The 19-member Commission establishes policies and regulations governing boating, hunting, trapping and inland fishing, and wildlife-conservation activities in North Carolina. Appointments to the Commission are made by the Governor, the Speaker of the State House and the President Pro Tempore of the N.C. Senate, with commissioners serving until reappointed or replaced.
As required by General Statute, at the first scheduled meeting after July 1 of each odd-numbered year, wildlife commissioners must select a chairman and a vice-chairman, who then serve for terms of two years or until their successors are elected and qualified.
More information on wildlife commissioners, meeting schedules and actions, and public hearings, is available at www.ncwildlife.org/about.
Beane receives award
Jeff Beane, a well-known naturalist and dedicated conservationist, received the Thomas L. Quay Wildlife Diversity Award recently at the N.C. Wildlife Resources Commission’s business meeting in Raleigh.
The Commission presents the Thomas L. Quay Wildlife Diversity Award, one of its most prestigious honors, annually to individuals who make outstanding contributions to wildlife diversity in North Carolina and who are considered leaders in wildlife resources conservation.
Beane, who has been the collections manager for herpetology at the N.C. Museum of Natural Sciences since 1995, accepted the award, along with a framed print, from Gordon Myers, the Commission’s executive director.
“Mr.
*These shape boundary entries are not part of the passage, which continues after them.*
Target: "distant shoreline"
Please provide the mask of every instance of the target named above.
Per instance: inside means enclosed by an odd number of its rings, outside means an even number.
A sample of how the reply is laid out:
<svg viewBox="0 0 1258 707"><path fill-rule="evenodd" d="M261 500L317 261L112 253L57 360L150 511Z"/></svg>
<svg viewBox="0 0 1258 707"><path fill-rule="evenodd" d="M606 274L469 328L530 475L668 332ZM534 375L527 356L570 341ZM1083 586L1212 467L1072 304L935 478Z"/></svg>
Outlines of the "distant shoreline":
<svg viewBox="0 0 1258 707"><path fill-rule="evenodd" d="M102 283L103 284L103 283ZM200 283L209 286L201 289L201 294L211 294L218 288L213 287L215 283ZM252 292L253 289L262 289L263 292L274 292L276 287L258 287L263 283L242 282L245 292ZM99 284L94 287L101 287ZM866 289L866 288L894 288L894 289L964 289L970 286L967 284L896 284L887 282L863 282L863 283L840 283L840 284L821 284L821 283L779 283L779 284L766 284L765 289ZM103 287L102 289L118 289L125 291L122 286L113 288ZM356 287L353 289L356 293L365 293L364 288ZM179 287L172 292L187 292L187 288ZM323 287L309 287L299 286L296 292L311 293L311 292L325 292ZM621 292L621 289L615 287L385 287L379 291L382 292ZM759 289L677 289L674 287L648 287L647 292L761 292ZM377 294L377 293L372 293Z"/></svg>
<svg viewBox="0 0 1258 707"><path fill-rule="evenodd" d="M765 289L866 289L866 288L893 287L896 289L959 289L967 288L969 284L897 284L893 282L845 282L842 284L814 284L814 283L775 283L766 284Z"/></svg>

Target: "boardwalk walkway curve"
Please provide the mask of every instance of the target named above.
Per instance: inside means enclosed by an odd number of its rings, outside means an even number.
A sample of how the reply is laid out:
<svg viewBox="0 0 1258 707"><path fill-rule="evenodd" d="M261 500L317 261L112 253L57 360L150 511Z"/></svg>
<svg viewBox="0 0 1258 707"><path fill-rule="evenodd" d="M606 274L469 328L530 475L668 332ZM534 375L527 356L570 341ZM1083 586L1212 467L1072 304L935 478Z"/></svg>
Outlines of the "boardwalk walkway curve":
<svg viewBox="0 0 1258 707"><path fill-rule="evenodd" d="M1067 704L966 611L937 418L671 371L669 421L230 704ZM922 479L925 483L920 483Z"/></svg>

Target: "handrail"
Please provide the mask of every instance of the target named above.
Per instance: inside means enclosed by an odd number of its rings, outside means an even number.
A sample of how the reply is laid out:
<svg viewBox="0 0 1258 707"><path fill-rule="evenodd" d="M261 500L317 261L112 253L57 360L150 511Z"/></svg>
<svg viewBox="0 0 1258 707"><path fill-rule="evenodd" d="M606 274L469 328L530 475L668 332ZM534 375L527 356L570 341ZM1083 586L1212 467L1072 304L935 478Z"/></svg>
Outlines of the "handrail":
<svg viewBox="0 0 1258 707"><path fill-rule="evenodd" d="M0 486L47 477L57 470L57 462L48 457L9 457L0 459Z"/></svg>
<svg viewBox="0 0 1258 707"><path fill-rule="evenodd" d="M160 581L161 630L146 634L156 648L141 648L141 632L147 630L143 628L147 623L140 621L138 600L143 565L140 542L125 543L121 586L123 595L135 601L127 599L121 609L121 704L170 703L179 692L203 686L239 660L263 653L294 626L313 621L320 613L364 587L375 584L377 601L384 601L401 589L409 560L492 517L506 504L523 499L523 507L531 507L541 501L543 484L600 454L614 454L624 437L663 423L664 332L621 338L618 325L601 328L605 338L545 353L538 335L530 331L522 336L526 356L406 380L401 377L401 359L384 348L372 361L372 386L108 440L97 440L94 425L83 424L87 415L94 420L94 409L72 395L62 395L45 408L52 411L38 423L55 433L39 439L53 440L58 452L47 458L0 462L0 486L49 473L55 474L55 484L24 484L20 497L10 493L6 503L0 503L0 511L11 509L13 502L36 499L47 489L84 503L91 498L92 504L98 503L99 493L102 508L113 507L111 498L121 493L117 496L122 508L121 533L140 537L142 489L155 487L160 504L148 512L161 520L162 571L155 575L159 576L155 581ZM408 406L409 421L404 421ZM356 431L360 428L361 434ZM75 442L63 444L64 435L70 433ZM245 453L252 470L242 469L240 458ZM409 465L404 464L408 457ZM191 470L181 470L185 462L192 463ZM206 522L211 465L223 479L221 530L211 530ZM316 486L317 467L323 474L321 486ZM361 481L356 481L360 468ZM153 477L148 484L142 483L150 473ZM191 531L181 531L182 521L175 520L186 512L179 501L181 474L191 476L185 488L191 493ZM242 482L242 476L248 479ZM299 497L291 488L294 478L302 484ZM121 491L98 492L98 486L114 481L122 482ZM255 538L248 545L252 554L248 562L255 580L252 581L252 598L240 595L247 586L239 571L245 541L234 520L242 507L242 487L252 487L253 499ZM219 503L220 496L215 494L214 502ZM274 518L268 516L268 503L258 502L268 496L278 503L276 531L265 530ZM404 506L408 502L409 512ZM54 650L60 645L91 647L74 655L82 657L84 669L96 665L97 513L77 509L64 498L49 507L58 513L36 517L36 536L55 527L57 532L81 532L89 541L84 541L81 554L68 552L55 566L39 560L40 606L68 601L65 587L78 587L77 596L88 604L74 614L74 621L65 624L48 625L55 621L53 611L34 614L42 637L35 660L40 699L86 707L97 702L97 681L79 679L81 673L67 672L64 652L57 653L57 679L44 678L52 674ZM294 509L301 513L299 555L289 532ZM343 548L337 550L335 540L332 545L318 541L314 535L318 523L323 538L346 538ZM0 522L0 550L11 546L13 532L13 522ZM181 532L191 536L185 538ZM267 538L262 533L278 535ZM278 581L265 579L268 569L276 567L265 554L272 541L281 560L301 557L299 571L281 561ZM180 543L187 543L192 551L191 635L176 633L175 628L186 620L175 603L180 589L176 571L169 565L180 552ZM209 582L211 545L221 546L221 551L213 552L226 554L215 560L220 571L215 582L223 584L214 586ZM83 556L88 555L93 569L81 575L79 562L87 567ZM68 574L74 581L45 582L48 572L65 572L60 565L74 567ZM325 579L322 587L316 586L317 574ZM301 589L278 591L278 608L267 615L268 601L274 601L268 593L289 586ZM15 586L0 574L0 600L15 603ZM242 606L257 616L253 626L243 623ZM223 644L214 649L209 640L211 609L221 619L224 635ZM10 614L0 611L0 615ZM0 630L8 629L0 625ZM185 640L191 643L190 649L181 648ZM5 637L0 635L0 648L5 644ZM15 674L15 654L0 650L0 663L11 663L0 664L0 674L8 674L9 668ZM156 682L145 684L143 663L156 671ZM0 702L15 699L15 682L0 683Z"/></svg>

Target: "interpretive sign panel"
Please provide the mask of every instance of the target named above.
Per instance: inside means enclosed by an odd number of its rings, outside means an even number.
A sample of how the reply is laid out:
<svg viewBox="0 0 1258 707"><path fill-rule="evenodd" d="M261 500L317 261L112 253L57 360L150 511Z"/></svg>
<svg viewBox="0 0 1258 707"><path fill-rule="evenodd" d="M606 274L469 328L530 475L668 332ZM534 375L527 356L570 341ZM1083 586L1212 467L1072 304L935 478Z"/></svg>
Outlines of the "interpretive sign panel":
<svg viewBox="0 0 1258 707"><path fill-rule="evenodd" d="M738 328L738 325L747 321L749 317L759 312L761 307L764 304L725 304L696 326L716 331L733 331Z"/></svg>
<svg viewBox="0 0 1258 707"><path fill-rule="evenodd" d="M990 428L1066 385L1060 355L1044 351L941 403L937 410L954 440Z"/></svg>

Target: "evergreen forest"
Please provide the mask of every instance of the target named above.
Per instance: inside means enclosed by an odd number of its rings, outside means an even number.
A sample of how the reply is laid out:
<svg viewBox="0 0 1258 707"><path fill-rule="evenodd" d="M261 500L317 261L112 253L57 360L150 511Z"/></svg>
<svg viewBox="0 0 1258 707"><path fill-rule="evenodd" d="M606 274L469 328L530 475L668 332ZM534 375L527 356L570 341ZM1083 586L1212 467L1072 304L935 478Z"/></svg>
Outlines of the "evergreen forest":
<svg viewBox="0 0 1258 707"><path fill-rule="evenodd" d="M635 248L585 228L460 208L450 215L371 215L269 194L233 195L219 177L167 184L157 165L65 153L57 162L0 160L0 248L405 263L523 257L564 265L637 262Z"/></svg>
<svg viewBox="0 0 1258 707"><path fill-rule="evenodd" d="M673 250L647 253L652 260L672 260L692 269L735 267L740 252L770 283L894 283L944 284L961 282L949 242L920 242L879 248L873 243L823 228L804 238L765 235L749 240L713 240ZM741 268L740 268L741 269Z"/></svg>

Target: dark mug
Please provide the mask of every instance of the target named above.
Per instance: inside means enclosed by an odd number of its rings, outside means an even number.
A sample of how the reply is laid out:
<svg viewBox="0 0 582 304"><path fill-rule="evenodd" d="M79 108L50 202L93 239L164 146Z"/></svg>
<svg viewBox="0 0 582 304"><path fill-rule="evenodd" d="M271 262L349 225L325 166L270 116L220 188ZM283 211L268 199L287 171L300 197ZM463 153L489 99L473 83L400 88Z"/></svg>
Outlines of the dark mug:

Beane has distinguished himself as an individual who has made long-lasting and far-reaching contributions to wildlife diversity in North Carolina,” Myers said.
Beane is well known in conservation circles for his love of and work with reptiles and amphibians, collectively known as “herps,” particularly the northern pine snake, southern hognose snake and bog turtle. He has documented the presence of species on a county-by-county basis across the state, which is extremely important in helping detect declines or disappearances of species, according to Jeff Hall, a wildlife biologist with the Commission and one of three nominators.